Why is that? Soft credit reports only contain your business credit score, plus a few other statistics. Hard pulls produce your full credit report.

How much does a hard pull affect your credit score? The odd hard pull does nothing, but if credit monitoring agencies see too many over a given period, they’ll assume you’re in poor financial shape. Once you cross a credit agency’s “red line”, you may lose several points per hard pull.

So, anytime a business partner requests a credit check, ask for a soft pull. They won’t always comply, but the fewer hard pulls on your record, the better off you’ll be. Remember – a soft pull credit score is a healthy credit score.

How do I Build Up a Good Business Credit Score?

If you want to qualify for the best business loans, you’ll need a good business credit score. So, how should you go about it? Below, we’ll show you ways to build up business credit:

 

  • Establish your current position – Do a soft pull on your credit. But, what if your search doesn’t return a score? Then, you’ll have to establish one. Start by either incorporating or getting an LLC for your company. Next, get an EIN, or an Employer Identification Number from the IRS.  After that, ensure you’ve attached your legal business name to your business bank account and phone number.
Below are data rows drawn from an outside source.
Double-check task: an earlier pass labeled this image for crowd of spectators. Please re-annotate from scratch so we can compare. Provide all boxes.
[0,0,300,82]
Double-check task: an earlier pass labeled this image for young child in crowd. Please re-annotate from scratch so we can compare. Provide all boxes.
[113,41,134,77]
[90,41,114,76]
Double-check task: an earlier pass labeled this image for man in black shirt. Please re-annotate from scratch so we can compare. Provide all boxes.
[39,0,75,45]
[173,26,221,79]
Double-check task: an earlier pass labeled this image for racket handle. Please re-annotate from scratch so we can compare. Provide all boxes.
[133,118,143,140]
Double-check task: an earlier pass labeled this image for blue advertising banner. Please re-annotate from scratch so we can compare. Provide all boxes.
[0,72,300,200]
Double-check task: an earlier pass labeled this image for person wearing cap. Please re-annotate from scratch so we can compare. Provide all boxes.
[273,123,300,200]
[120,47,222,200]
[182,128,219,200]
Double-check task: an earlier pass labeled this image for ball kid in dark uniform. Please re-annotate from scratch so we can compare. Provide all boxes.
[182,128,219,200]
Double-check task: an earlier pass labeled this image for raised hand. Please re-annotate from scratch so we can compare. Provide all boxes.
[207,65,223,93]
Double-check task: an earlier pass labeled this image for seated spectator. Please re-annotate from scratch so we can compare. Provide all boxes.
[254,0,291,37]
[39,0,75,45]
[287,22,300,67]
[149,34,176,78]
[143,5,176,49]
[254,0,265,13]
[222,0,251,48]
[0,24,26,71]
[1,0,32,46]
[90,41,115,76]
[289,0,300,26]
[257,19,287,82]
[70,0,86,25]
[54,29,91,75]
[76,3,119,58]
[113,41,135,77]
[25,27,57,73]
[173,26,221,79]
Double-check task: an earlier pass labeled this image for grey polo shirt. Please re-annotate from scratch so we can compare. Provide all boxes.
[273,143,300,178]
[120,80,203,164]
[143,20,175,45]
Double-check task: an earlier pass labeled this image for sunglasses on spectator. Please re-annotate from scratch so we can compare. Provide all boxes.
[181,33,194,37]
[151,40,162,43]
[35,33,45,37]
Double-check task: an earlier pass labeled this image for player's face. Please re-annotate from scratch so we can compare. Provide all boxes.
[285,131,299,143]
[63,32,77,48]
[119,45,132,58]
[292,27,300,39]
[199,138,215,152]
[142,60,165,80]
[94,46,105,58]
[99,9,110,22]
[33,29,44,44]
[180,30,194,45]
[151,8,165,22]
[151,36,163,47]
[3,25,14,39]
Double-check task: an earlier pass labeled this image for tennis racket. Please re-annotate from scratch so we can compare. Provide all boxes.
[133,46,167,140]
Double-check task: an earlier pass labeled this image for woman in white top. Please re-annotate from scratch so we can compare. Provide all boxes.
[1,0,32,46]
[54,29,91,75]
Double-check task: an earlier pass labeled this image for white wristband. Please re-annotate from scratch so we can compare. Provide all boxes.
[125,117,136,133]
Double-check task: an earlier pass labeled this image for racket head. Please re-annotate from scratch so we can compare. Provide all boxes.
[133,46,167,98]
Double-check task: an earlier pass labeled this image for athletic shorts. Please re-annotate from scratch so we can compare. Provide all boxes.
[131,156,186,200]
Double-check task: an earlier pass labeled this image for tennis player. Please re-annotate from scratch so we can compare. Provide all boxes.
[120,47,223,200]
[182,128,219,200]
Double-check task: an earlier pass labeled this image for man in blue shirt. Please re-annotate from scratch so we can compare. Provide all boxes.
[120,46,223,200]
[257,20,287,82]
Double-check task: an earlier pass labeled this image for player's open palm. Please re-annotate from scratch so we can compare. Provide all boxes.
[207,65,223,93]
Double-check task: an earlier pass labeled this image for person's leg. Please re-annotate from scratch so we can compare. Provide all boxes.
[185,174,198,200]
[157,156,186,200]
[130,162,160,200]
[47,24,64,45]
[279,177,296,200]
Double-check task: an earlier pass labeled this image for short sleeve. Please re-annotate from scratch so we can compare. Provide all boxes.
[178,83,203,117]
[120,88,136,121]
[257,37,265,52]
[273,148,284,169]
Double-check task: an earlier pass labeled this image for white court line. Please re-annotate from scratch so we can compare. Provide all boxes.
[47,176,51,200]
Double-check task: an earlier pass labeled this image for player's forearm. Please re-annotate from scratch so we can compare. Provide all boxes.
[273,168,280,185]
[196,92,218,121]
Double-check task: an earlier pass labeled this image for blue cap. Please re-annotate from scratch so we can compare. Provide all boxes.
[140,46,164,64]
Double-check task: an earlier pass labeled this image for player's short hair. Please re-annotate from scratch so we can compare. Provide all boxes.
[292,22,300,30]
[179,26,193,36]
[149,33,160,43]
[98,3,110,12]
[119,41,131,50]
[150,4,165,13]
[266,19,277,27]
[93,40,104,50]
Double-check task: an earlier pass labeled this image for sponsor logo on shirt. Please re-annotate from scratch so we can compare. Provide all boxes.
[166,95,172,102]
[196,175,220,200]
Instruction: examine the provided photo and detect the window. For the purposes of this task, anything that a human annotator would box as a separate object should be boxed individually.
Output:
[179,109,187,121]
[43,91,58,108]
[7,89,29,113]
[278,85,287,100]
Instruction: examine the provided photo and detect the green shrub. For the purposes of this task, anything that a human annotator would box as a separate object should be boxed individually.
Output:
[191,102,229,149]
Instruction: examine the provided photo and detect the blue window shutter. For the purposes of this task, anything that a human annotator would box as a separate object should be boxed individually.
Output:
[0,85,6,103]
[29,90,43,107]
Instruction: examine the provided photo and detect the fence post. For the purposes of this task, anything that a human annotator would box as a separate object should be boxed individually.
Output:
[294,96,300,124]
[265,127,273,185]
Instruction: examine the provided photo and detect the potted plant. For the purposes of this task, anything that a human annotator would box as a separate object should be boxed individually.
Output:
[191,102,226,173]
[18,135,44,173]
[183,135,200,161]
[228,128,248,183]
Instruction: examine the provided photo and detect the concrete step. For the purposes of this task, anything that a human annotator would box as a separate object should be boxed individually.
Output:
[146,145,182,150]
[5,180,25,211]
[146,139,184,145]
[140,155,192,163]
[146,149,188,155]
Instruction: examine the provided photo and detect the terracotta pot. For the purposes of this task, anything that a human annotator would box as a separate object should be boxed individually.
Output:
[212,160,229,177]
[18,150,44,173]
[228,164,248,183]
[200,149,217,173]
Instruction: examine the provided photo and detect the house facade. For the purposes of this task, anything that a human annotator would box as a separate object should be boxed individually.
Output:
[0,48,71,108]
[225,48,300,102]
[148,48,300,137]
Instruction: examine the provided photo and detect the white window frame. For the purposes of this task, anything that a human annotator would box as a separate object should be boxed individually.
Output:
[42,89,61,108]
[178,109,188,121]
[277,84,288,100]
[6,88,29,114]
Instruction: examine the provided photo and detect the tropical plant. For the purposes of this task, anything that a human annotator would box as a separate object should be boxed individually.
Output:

Finally, apply for a D-U-N-S number from Dunn & Bradstreet. Once you’ve done all this, remain in good standing with your clients, suppliers, and lenders. Within a few months, you should be assigned a score.

 

  • Get a business credit card – Stop doing business with your personal credit card. Now that you have an incorporated business, get a card in its name. Run all business-related transactions through this card, and you’ll build a credit history fast. Also, doing this makes it easy to highlight deductions at tax time.

 

  • Work with vendors that report payments – If you buy through a vendor, but they don’t report the transaction, did it even really happen? Ensure that they do, as this will further build your creditworthiness.

 

  • Pay your clients early – Having a perfect record of paying on time will give you a great score. But, to get the best Paydex score from D&B, you need to pay bills before they are due. Do this regularly, and watch that Paydex score surge.

 

  • Do soft credit pulls quarterly – What good is a business credit score if you don’t know it? Credit report mistakes (and sadly, fraud) can negatively affect your score. If you don’t check, you’ll never know. By checking every quarter, you can catch and report any irregularities.

 

For Better or Worse, You’ll Eventually Need to Borrow Money.  To grow, you’ll need capital. Crowdsourcing is awesome, but banks and private lenders are still the most significant source of financing out there, and even online lenders like OnDeck insist on FICO score 600 or better. To get loans with the most generous terms available, you’ll need a top-flight credit score. Use the info in this guide, and you’ll get there sooner than you think.